The Obama administration released its third U.S. National Climate Assessment on Tuesday, a report that points to longer and hotter summers, rain in heavier downpours, an extended period of wildfire potential and climatic impacts on agriculture, among other things.
But Mr. Blunt made a pitch for an amendment to a Senate bill that would demand a procedural point of order on any measure that allows a tax on carbon emissions.
The Missouri Republican said such a tax would have the most significant impact on lower-income Americans, noting that families making less than $30,000 a year already pay between 15 and 20 percent of their annual take for energy costs.
“Struggling families are the hardest hit by bad energy policies,” Mr. Blunt said. “I’d like to see that debated.”
The latter remark refers to a decision by Sen. Harry Reid, the Democratic majority leader of the chamber, to limit the amendments that can be offered.
“We’re now reduced to asking for five energy amendments on an energy bill,” the Missourian said. “The Harry Reid gag order is not good for the Senate and it’s not good for the country.”
Mr. Blunt offered the amendment with Sen. Pat Toomey, a Republican from coal-rich Pennsylvania. The amendment would be tagged to legislation known as the “Energy Savings and Industrial Competitiveness Act.”
The Missouri lawmaker pointed out that his constituents depend on coal for more than 80 percent of their electricity needs.
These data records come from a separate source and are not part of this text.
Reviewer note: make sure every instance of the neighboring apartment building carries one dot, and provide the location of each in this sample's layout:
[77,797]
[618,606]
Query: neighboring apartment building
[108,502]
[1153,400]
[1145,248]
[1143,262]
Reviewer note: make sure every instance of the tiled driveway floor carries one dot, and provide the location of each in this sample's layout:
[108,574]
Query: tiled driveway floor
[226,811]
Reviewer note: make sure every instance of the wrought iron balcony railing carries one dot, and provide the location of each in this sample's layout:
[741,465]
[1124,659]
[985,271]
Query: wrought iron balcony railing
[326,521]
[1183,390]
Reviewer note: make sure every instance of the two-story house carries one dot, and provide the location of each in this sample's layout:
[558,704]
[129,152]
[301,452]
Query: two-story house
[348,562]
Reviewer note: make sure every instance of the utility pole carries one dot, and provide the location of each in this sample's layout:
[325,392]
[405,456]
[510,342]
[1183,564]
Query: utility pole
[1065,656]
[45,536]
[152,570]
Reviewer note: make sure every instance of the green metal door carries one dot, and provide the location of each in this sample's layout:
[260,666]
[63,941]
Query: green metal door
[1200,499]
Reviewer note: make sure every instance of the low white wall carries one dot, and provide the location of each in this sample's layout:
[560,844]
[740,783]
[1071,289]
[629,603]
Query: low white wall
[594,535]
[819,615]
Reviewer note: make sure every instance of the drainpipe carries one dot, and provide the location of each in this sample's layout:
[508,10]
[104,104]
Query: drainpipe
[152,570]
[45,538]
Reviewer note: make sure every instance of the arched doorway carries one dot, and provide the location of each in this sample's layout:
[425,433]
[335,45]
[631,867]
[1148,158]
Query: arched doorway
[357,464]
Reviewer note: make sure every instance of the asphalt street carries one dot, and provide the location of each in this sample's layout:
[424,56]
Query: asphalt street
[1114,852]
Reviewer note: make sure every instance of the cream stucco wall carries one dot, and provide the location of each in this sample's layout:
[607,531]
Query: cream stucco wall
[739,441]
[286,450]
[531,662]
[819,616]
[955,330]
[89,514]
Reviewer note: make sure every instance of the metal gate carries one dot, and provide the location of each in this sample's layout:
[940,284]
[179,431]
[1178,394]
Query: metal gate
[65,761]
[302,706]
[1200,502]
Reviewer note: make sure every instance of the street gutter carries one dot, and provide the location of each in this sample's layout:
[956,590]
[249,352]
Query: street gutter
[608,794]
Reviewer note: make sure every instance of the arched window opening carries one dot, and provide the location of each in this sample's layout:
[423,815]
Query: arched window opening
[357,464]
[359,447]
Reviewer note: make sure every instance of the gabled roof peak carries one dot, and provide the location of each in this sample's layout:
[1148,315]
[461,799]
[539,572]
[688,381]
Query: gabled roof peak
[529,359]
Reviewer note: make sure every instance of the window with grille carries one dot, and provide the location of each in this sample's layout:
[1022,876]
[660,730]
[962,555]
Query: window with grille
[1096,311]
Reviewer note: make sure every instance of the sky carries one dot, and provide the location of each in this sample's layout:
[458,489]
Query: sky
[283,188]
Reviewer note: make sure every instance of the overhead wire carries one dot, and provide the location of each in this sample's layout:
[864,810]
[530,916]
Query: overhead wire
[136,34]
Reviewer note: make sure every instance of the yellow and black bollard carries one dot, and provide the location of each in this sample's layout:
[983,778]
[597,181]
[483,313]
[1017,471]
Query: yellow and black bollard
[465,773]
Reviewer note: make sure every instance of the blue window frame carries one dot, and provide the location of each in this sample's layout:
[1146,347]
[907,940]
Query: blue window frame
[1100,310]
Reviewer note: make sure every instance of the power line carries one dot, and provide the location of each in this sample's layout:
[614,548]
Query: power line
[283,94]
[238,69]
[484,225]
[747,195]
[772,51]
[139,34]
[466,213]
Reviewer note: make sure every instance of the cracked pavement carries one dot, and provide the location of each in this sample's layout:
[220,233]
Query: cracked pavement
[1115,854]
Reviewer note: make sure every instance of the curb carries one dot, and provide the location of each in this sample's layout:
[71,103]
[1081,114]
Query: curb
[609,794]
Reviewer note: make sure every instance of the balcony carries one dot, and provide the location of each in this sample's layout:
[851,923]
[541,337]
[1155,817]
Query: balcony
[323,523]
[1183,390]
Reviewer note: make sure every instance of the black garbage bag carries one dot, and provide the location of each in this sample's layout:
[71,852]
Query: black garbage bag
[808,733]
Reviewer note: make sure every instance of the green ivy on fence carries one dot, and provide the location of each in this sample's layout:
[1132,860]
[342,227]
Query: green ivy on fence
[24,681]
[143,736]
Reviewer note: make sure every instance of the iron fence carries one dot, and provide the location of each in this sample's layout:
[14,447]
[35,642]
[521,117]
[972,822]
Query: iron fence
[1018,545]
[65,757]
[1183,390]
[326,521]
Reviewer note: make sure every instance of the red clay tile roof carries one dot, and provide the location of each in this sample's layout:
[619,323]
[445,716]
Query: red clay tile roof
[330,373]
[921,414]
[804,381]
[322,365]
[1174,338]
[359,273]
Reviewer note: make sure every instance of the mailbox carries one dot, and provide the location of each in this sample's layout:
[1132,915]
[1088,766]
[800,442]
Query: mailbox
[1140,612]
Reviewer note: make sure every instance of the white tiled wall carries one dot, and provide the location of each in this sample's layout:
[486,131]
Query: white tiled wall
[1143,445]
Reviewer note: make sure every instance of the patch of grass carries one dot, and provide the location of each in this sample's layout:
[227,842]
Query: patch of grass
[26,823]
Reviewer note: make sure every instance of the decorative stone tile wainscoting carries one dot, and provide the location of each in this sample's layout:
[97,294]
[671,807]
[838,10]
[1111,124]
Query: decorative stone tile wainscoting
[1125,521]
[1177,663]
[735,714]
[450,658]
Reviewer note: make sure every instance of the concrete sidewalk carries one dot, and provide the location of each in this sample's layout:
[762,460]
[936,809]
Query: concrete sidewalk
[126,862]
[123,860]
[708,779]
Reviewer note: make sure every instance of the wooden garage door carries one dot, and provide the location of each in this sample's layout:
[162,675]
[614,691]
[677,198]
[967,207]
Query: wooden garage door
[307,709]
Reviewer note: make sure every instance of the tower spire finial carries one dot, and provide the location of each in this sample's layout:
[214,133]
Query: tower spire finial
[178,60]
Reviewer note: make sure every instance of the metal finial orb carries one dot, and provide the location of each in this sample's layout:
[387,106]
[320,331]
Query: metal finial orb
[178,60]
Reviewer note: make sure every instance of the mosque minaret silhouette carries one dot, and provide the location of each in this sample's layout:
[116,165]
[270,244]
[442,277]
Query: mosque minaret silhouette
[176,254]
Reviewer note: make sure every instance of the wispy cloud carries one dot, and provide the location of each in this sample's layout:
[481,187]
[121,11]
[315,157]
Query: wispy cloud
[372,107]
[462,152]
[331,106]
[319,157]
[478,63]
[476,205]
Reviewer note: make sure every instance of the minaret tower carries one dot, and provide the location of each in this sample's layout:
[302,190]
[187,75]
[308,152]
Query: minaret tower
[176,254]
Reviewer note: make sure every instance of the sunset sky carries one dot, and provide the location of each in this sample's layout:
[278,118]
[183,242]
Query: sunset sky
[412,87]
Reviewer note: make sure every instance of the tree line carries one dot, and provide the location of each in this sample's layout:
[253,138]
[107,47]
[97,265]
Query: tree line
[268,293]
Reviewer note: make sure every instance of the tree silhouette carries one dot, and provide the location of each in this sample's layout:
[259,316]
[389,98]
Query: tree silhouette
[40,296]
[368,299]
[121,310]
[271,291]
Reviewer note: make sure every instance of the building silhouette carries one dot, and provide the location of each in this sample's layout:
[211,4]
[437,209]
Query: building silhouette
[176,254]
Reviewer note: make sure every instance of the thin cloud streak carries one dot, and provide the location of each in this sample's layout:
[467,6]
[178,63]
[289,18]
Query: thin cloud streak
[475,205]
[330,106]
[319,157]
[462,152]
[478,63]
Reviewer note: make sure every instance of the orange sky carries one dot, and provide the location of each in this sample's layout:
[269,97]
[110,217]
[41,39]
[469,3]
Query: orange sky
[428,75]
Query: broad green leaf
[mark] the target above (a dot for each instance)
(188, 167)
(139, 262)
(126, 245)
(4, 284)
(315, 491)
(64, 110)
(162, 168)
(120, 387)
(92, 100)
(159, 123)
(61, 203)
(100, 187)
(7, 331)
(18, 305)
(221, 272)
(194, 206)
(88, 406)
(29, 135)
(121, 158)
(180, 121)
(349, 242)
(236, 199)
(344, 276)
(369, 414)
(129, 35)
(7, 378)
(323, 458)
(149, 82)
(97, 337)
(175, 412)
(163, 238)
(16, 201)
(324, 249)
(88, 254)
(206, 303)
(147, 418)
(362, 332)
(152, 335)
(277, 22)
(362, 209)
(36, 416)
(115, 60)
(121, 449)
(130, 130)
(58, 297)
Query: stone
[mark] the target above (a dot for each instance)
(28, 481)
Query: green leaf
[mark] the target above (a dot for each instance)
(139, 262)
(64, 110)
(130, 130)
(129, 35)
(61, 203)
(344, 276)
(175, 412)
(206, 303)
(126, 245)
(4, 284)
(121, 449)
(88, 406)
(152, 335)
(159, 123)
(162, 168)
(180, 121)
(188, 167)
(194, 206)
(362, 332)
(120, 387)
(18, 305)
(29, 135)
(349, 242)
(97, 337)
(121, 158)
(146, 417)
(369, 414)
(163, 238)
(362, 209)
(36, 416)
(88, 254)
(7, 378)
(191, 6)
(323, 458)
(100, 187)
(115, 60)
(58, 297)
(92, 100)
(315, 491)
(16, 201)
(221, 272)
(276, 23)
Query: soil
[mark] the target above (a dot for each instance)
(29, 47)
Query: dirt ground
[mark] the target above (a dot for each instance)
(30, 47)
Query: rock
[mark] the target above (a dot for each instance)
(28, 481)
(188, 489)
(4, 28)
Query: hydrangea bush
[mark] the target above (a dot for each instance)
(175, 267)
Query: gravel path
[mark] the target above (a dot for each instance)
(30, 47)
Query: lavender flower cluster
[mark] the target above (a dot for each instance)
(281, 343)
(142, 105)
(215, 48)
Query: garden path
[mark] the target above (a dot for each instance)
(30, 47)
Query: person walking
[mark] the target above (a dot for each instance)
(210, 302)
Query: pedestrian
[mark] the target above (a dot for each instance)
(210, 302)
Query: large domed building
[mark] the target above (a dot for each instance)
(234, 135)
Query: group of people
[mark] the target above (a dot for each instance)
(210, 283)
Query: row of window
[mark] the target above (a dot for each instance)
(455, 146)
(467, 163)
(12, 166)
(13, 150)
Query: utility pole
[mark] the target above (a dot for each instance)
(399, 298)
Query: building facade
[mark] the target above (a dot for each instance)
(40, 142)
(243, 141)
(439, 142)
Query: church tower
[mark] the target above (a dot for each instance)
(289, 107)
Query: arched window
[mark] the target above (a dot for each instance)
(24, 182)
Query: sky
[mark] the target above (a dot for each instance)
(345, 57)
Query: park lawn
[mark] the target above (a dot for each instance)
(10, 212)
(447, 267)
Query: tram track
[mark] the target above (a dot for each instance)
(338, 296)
The imposition of a carbon tax, he said, citing a 2013 report from the National Association of Manufacturers, would result in an average 19 percent increase in household electricity rates.
“A carbon tax would lead to significant job losses and force American households to pay more at the pump, more to heat and cool their homes and more for almost every American-made product they buy,” Mr. Blunt said.
But the White House sent out a series of state-specific findings, hoping to localize the problems of climate change. In Missouri, for example, the report said power plants and major factories generated 87 million metric tons of carbon pollution, or the equivalent of about 18 million cars.
Environmental groups endorsed the assessment.
“Missouri’s health and economy will continue to be hit hard by climate disruption, which is why our state should seize the opportunity to be part of the solution,” John Hickey, director of the Missouri chapter of the Sierra Club, said. “There’s no reason Missouri should be lagging in the transition from coal to clean energy.”